Even without any new features for animals, building commercial multi-family housing requires scores of people working together, and without everyone’s efforts, it simply wouldn’t be possible.
As such, I would like to thank everyone who contributed vital services to the design and construction of Lion Canyon, including: Arturo, Caleb, David, Diane, Epi, George, Gerardo, Jeremy, Johnny, Mike C, Raul, Robin, Rough Mike, and Sal, plus everyone who worked on their teams.
I’d also like to thank:
- My parents, for your time and attention; for your love and sacrifice, like buying us food and clothes when, in retrospect, it is obvious you should have fed me less and put the difference into an S&P 500 ETF; for not discouraging my wild ideas when I was a kid; and for consequently making me someone who still thinks moonshots like this one are worth trying.
- Clay, for having the patience of a saint, the uncounterfeitable Boy Scout ethics this project demanded, the courage to build a bunch of things that have never been built before, and the professionalism to treat my objectives with reverence, even the ones that seemed frivolous.
- Mark, for reminding me repeatedly that I am not, in fact, an architect; for helping me to understand and appreciate the depth of the profession; and for correcting Copernicus, who foolishly thought the Earth revolves around the sun, rather than the ADA.
- Diane, for having the empathy to truly understand this project’s goals; for spending the energy to put that understanding to practical use; and for giving me a moment of euphoria and solving several of my problems at once, all by introducing me to dim-to-warm lights.

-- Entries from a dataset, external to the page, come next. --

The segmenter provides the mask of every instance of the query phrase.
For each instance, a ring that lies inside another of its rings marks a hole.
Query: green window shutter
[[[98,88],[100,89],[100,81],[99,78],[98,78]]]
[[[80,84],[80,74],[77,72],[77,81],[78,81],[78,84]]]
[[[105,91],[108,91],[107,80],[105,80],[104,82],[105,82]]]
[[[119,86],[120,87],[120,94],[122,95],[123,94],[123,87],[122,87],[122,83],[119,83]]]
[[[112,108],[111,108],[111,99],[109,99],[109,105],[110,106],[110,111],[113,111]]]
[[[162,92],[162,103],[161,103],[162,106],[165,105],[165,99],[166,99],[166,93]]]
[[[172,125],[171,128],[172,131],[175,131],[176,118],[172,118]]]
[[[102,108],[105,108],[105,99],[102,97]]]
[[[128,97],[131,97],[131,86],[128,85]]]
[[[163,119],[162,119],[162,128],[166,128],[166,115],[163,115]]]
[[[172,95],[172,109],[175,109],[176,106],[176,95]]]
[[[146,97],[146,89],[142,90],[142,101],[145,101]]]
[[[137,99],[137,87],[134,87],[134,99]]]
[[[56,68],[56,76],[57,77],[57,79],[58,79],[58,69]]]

- Brian, for going down yet another rabbit hole with me, riding along in my quest to find the most improbable and circuitous path to save the world; and for, during so many marathon late-night conversations, joining me in collaboratively torturing ourselves over minutia that we both know probably won’t ever matter.

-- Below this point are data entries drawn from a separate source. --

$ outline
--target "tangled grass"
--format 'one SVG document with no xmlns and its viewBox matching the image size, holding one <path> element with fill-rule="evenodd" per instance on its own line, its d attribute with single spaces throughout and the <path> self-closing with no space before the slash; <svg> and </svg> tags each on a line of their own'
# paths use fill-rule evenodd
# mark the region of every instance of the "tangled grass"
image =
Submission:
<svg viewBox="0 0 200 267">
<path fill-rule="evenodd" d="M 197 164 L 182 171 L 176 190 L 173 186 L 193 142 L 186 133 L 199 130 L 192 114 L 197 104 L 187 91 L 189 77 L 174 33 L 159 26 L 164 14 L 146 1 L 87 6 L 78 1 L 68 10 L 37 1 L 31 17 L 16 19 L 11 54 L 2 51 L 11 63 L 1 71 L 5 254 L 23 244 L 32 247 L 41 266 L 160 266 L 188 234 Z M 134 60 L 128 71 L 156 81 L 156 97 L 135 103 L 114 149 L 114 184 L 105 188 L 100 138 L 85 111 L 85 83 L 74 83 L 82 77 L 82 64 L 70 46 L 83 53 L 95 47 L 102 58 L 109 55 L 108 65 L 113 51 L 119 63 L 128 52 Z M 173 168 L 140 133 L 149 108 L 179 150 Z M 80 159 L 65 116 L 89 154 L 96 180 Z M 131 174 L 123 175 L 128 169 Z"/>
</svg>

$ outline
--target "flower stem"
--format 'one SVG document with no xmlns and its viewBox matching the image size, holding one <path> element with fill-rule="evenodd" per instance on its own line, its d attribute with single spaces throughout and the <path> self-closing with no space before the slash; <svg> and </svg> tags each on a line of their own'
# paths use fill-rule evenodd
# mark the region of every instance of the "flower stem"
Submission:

- Trevor, for, unbeknownst to you, saving Brian’s sanity by enduring even more marathon late-night conversations over minutia; for being great at getting what’s stuck in my head out into a practical form others can see; and for sharing an unhealthily relentless pursuit of perfection.
- Jeremy, .
- John, for sparing me the trouble of learning lessons the traditional, expensive way; for assuring me that the laws of physics cannot be persuaded to be broken, no matter how convenient it would be; and, in general, from preventing things from burning down.
- Other John, for questioning everything, sometimes repeatedly; for debating philosophy like our lives depend on it; and for helping give a tiny apartment building a level of network security that would normally only be found in a multi-billion-dollar corporation.
- Yet Another John, for your captivating conversation; for your expert advice; and for shepherding such a large order of custom furniture without complaint, as if seventeen weren’t an infuriatingly high number of revisions.
- Christine, for inspiring me with her creativity; for turning my vague vision into functional art, transforming the mundane into objects of beauty; for letting me rename a few masterpieces; and for loving animals more than I do.
- Matt, for solving difficult problems, casually and without fanfare; for indulging my opinions of just how important a gate could be; and for turning my words into metal with surprising speed and precision.
- My neighbors, for putting up with months of construction noise without complaint; but more importantly, for trusting me to do my best to minimize the impact to the neighborhood, ultimately supporting a project they would otherwise oppose if it were undertaken by an outsider.
- Countless others, including the thousands in academia who produced the research this project is based upon, as well as the millions of giants upon whose shoulders they stand; the inventors of automatic litter boxes, high efficiency fans, televisions that look like framed art, and, of course, dim-to-warm lights; the dozens of people who work for the City of San Diego that reviewed and approved this project…
It may seem absurd to express gratitude to so many people, but it is a sincere reflection of the reality that, although it feels substantial to me, my own contribution to this project is miniscule compared to that of all the other people who made it possible.
So, to everyone on this page and everyone I forgot to mention: Thank you.